Tuesday, January 17, 2012

Post from Karthik

A post from Karthik while he sets up his blog...


Descartes and Plato
I thought the Descartes primary reading was extremely interesting. My thoughts were all over the place when reflecting on it, but one main ideas caught my attention: the connection between Descartes and Plato, in regard to Descartes’s assumption that the physical world we perceive is false or unreal. The basis of Descartes’s writing is to understand the nature of the self in a world where everything else is false. He begins by assuming that nothing is real, and attempts to find substantial proof for his existence. He comes to the conclusion, later on, that the world around us is perceived by the mind: “We say that we see the wax itself, if it is there before us, not that we judge it to be there from its colour or shape: and this might lead me to conclude without more ado that knowledge of the wax comes from what the eye sees, and not from the scrutiny of the mind alone…And so something which I thought I was seeing with my eyes is in fact grasped solely by the faculty of judgment which is in my mind.” Thus, Descartes suggests that all perception is subject to the scrutiny of the mind. This reminded me very much of Plato’s idea of the truth, first metaphor, and second metaphor.
The tenet of Plato’s philosophy is that there is one original, intangible original of any object, that is created by God. It exists in the realm of thought, one that can’t be created. Any creation of replication of the thought, then, is simply a representation of the prefect original. Furthermore, he claims that human’s can’t recreate the perfect original which exists in this ideal realm; therefore, any representation of the original is a distortion of it. The distortions become progressively worse as more representations are made. This becomes very interesting when considered from a neuroscience perspective. For every object that we, as humans, see, it takes time for the light to reach our eyes, and time for our brains to send signals that unscramble the light into a meaningful object. In that time, the object has changed in some way, whether by age, or time. Thus, for every object we see, what we are actually seeing is only a fragment of it, it is only a representation of the original. Connecting this to Descartes, it begs the question that he attempts to answer: what is real? Is what we perceive ever the Truth? To be honest, when I first read Descartes, I thought his assumption that everything around us isn’t real was a little farfetched. When reflecting on it with Platonic thought and neuroscience, however, his assumption is correct. All that we perceive around us is in fact a false representation of the actual object, caused by the very limitations of our minds judgment. This ultimately provides weight to Descartes’s argument, the sign of life is the existence of thought.  

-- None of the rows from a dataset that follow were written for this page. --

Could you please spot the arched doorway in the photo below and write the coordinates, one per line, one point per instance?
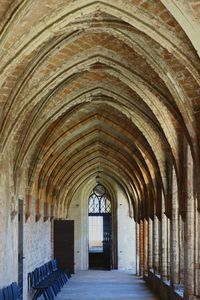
(100, 229)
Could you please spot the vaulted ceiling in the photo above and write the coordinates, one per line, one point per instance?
(87, 86)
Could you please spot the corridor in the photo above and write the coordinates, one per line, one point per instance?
(105, 285)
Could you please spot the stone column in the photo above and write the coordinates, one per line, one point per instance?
(141, 248)
(190, 232)
(150, 244)
(174, 242)
(145, 247)
(168, 247)
(155, 245)
(137, 229)
(181, 254)
(163, 247)
(198, 255)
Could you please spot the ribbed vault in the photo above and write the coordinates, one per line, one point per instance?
(97, 86)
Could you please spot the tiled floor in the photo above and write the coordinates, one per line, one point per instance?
(105, 285)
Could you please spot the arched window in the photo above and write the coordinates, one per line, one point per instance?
(99, 200)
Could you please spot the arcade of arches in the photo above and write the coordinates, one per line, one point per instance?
(107, 88)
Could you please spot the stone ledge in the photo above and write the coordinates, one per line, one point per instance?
(162, 288)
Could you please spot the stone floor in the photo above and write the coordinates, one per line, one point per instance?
(105, 285)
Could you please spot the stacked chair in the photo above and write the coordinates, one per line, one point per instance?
(47, 280)
(10, 292)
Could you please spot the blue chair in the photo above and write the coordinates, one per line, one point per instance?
(7, 293)
(15, 291)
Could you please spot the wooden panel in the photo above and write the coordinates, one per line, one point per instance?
(64, 244)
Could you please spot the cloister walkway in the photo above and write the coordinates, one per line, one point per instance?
(105, 285)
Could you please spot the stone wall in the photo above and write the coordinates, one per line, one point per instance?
(37, 246)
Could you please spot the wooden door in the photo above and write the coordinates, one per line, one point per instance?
(20, 248)
(64, 244)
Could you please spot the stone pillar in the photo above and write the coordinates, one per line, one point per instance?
(137, 229)
(163, 247)
(174, 243)
(190, 232)
(155, 245)
(145, 247)
(168, 247)
(181, 245)
(150, 244)
(141, 248)
(198, 255)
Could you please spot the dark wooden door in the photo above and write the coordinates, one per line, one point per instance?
(103, 259)
(20, 248)
(64, 244)
(107, 244)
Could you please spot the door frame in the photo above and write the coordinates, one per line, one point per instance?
(21, 247)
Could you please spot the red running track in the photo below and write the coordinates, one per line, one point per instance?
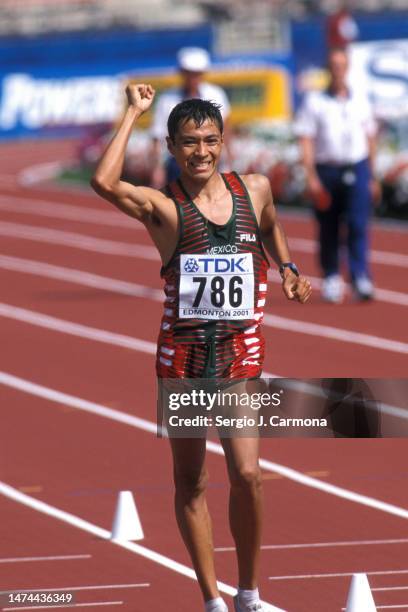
(77, 461)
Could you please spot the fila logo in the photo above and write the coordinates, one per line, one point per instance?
(247, 238)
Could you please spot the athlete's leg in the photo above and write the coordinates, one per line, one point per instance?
(190, 478)
(245, 505)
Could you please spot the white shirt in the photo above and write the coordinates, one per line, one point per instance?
(339, 126)
(168, 100)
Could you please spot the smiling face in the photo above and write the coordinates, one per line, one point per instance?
(338, 66)
(197, 149)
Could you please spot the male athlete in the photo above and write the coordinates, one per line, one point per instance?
(210, 230)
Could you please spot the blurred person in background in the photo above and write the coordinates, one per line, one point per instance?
(341, 28)
(193, 63)
(337, 134)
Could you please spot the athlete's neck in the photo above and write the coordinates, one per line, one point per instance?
(210, 189)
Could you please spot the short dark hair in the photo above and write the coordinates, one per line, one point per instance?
(197, 110)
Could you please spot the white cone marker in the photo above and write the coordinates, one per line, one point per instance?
(360, 598)
(126, 522)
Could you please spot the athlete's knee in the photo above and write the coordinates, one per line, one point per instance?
(246, 477)
(190, 484)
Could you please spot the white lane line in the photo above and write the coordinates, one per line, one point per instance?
(337, 575)
(50, 558)
(82, 605)
(395, 607)
(57, 210)
(76, 402)
(87, 587)
(72, 275)
(151, 427)
(401, 588)
(388, 258)
(101, 335)
(140, 251)
(335, 333)
(79, 277)
(321, 545)
(138, 549)
(77, 241)
(76, 329)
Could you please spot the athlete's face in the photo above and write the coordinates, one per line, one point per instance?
(197, 149)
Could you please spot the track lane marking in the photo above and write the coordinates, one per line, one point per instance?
(60, 210)
(57, 210)
(35, 559)
(337, 575)
(151, 427)
(145, 346)
(321, 545)
(75, 521)
(81, 605)
(86, 587)
(37, 233)
(110, 284)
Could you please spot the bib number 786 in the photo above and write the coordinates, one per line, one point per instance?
(218, 289)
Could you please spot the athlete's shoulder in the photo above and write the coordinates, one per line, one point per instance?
(257, 183)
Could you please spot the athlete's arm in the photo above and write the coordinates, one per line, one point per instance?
(138, 202)
(274, 238)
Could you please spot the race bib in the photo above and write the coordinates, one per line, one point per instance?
(216, 286)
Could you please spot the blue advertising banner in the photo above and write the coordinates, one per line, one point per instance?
(71, 80)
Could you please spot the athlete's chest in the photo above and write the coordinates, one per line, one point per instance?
(218, 211)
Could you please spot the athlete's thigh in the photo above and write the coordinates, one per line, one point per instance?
(188, 456)
(242, 456)
(241, 446)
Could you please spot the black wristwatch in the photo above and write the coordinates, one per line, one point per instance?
(289, 265)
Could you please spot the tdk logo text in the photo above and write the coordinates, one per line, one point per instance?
(221, 265)
(247, 238)
(191, 265)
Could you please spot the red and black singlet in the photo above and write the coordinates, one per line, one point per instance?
(215, 286)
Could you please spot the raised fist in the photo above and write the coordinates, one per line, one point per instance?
(140, 95)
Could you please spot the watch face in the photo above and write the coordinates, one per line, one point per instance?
(291, 266)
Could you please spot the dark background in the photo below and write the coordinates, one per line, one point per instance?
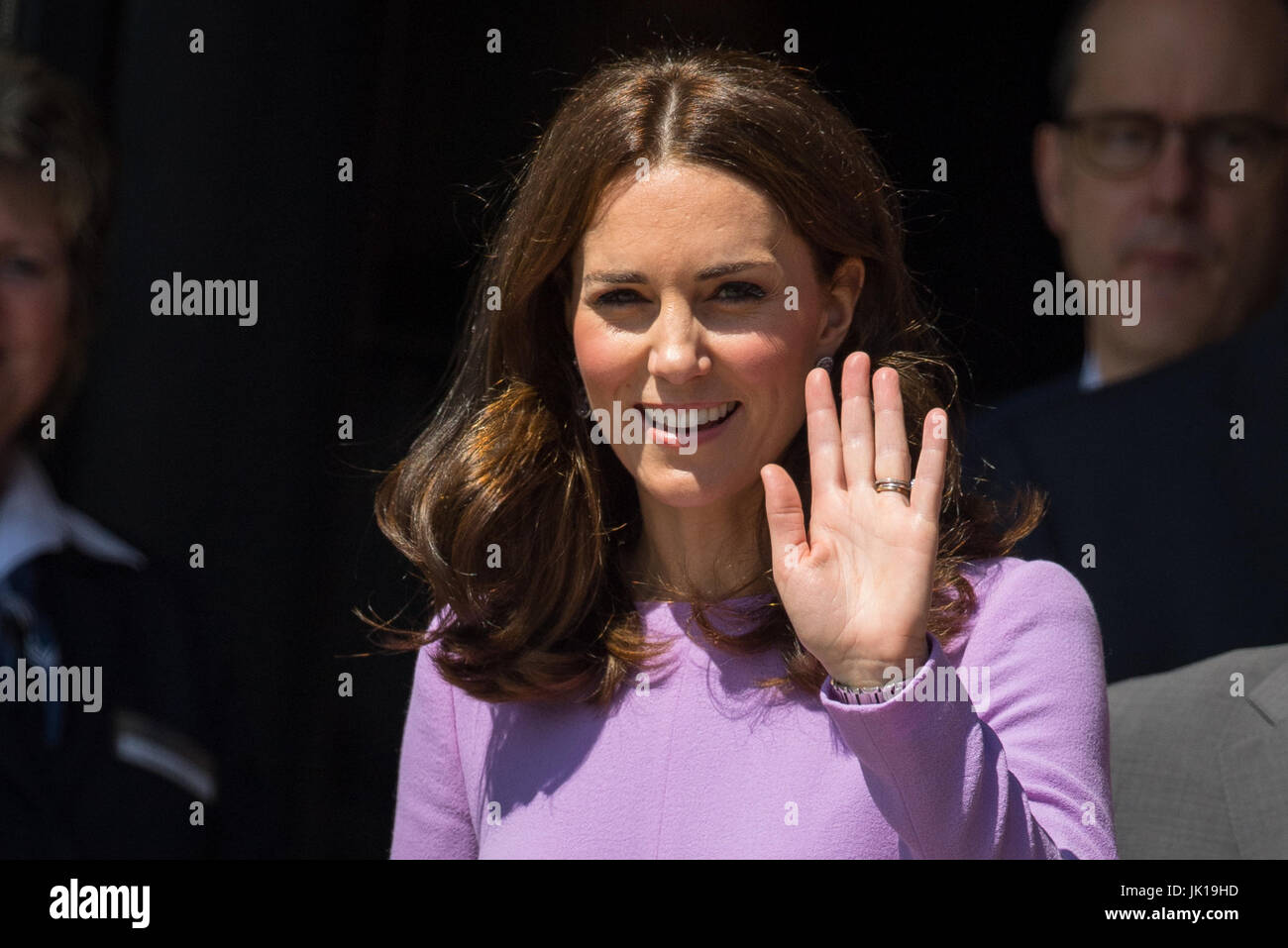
(194, 429)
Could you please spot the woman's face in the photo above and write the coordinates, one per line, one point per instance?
(653, 325)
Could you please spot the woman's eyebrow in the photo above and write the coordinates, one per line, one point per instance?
(719, 269)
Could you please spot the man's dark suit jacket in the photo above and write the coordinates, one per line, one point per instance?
(115, 788)
(1189, 526)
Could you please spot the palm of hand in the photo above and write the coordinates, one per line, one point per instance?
(857, 587)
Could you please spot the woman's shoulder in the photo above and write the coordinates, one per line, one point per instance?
(1029, 605)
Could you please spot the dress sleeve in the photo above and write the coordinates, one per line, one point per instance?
(1018, 764)
(432, 817)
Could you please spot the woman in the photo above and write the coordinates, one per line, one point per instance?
(661, 646)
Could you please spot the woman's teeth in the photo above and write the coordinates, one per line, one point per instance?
(671, 419)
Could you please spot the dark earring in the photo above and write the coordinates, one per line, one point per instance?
(583, 402)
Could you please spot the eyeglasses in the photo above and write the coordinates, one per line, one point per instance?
(1122, 145)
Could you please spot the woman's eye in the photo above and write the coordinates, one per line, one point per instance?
(746, 291)
(606, 299)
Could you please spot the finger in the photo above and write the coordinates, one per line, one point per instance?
(892, 459)
(786, 518)
(857, 419)
(827, 469)
(927, 489)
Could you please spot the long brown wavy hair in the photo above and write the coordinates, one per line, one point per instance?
(514, 518)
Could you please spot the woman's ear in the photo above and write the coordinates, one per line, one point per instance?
(838, 301)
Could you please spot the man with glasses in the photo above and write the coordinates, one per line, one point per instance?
(1167, 166)
(1162, 456)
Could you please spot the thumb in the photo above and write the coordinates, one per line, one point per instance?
(786, 515)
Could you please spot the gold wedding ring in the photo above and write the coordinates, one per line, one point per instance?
(903, 487)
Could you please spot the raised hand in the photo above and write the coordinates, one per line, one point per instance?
(857, 587)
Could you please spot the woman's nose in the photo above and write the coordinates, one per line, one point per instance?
(675, 350)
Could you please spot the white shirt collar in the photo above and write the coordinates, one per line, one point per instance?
(34, 520)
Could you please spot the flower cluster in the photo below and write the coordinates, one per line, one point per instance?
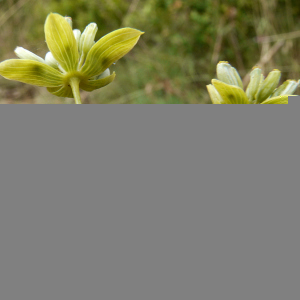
(228, 88)
(74, 61)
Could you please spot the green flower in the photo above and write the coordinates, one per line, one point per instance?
(228, 88)
(74, 61)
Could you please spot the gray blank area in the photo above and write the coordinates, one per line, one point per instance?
(181, 202)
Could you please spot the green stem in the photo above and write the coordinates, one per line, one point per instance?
(74, 83)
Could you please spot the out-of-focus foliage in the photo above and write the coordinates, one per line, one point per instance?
(183, 41)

Thursday, January 12, 2012

Welcome all!


I'm very much looking forward to spending the semester together reading, writing, and discussing issues in literature, cognitive science, and the history of mind. Our class blog will be a primary way in which we treat the course material. You will each be keeping your own individual blog (linked here) throughout the semester and using this space to chart the development of your unique ideas as you encounter each week of readings. You will also use this space as a way to check in with your classmates about their thoughts and discoveries. I will post as well from time to time.

Work hard, challenge yourself, ask questions that you don't know the answers to yet--I'm eager to get started!